Yes, their lives could use a little spicing up. Ray was not a spicy kind of guy. He didn’t tease her with suggestive double entente in their conversation, furtive pats on the rump in Church or even opportunistic gropes in the barn. He liked his meat salted but not peppered. He even liked his pumpkin pie as plain as she could stand to make it. Jolynn always put in a quarter-teaspoon each of cinnamon and nutmeg, insisting that you simply had to have a little spice in your life.

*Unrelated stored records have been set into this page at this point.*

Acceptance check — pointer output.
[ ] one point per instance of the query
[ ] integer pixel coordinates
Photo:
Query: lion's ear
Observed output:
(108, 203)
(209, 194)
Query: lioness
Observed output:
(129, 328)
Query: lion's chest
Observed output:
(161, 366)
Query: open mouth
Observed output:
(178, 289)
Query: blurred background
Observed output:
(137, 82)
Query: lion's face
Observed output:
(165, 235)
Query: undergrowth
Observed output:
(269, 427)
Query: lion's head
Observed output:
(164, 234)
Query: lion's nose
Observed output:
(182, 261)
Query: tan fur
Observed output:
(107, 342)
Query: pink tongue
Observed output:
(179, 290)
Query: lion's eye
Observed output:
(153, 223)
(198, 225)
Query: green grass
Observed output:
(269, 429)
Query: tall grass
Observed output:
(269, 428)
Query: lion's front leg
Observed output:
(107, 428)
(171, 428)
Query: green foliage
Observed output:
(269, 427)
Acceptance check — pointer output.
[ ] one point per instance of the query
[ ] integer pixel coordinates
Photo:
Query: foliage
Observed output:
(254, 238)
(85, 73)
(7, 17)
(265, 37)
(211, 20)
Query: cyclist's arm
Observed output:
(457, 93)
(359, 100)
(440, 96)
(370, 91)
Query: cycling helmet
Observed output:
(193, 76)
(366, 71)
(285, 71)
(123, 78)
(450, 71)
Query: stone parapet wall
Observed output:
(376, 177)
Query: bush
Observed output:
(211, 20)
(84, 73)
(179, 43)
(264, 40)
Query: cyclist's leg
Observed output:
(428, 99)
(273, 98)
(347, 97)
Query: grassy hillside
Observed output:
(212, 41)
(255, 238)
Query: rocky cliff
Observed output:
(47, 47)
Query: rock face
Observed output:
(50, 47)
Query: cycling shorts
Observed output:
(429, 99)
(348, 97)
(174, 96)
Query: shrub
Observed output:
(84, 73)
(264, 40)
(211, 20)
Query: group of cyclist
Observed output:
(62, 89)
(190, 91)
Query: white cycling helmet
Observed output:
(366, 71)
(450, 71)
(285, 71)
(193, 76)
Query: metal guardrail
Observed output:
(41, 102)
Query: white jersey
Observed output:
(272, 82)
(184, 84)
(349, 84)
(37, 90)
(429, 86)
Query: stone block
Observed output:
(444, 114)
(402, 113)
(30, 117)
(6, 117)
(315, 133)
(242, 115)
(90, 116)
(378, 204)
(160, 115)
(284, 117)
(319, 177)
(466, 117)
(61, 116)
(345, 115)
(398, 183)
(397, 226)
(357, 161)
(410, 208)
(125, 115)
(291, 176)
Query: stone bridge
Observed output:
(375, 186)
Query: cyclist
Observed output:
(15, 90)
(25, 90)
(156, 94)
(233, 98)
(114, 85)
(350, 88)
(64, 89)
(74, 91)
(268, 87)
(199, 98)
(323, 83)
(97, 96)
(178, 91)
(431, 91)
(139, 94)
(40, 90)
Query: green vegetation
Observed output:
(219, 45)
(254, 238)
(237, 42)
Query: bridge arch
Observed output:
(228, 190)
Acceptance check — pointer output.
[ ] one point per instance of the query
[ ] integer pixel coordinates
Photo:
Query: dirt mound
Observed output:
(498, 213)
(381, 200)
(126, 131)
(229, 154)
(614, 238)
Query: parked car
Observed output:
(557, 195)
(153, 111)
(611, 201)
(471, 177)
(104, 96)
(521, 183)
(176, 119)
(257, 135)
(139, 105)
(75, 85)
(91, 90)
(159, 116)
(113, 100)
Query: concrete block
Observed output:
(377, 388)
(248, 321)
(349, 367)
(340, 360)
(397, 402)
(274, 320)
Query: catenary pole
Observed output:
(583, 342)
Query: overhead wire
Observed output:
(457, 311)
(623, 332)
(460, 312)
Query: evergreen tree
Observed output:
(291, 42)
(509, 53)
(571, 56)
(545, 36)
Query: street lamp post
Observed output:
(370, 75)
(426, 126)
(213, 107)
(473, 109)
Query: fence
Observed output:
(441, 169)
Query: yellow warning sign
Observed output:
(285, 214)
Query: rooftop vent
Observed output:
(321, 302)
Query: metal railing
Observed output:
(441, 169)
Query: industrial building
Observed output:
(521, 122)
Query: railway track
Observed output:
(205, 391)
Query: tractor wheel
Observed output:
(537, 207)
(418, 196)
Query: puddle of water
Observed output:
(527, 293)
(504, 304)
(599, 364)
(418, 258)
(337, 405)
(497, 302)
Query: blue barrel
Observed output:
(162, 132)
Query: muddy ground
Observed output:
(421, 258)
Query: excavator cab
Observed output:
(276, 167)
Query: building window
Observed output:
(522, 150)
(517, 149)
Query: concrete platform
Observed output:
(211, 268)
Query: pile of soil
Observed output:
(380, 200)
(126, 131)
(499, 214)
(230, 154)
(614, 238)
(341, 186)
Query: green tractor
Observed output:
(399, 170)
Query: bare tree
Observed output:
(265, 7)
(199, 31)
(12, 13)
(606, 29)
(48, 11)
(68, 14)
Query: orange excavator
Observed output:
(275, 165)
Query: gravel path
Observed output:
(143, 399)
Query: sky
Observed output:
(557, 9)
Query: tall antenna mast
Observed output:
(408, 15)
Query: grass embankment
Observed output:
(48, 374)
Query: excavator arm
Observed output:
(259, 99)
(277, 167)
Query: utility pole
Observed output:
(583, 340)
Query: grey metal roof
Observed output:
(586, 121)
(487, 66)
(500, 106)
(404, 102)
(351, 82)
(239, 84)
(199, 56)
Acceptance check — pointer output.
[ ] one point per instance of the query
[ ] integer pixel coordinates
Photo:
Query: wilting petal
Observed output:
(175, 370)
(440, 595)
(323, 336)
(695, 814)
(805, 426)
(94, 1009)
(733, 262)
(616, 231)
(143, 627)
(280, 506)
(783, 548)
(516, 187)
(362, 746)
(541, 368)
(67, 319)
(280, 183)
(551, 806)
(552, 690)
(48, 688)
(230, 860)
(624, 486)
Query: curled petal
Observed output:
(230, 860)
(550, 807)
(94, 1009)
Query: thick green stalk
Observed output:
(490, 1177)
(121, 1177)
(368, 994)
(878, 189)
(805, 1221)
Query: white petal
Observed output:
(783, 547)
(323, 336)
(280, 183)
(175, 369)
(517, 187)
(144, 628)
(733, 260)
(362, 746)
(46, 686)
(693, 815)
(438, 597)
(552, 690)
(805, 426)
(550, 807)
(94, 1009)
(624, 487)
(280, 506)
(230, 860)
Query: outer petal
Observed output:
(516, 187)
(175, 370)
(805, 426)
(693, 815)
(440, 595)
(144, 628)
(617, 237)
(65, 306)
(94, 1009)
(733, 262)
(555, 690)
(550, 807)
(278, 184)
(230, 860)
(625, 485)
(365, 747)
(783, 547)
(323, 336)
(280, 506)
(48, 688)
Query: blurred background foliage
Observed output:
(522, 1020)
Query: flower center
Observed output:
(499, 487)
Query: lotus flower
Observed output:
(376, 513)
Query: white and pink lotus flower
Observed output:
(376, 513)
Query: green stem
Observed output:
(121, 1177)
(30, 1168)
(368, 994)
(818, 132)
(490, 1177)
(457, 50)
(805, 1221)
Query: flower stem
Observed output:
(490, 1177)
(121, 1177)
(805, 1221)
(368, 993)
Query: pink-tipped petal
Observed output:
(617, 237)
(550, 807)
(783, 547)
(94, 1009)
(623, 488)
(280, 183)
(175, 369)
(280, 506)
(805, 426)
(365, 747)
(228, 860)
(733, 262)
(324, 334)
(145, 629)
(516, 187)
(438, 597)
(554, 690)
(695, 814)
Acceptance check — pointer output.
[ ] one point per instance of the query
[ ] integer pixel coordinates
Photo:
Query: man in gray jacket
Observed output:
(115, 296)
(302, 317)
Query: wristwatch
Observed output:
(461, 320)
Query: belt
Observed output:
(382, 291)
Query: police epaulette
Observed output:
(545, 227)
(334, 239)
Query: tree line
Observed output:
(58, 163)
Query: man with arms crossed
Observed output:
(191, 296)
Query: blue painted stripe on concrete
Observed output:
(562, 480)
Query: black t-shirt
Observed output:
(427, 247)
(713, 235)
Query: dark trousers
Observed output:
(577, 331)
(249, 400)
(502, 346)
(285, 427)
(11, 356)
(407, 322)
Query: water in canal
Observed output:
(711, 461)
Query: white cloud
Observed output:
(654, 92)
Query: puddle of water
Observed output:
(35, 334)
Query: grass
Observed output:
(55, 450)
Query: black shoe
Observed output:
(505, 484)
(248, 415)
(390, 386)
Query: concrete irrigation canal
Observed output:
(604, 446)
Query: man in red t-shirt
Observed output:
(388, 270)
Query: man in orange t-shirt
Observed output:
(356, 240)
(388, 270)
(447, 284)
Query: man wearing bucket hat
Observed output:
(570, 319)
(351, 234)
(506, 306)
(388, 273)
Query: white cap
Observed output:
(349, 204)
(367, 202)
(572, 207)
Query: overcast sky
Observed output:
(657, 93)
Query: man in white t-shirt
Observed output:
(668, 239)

They had both been quiet for a bit, absorbed in private thoughts when Ray suddenly spoke. “You ever notice all the local kids look alike?” Two little creases appeared at the top of Jolynn’s nose. Ray didn’t notice and plunged on, “You’d think there was something funny going on. Bobby and Elliot could be brothers. That Anna Kincaid is the spitting image of our girl at that age. It’s hard picking kids out of their school group pictures.”
Jolynn allowed as how, being in a mostly-Scandinavian community, that wouldn’t be much of a surprise. Ray allowed as how she had a point. “Well,” Ray said, “I guess you’d better be getting to your appointment.” He also reminded Jolynn to be sure and not forget the spice cake that she had made for Dr. Madison. Jolynn blushed.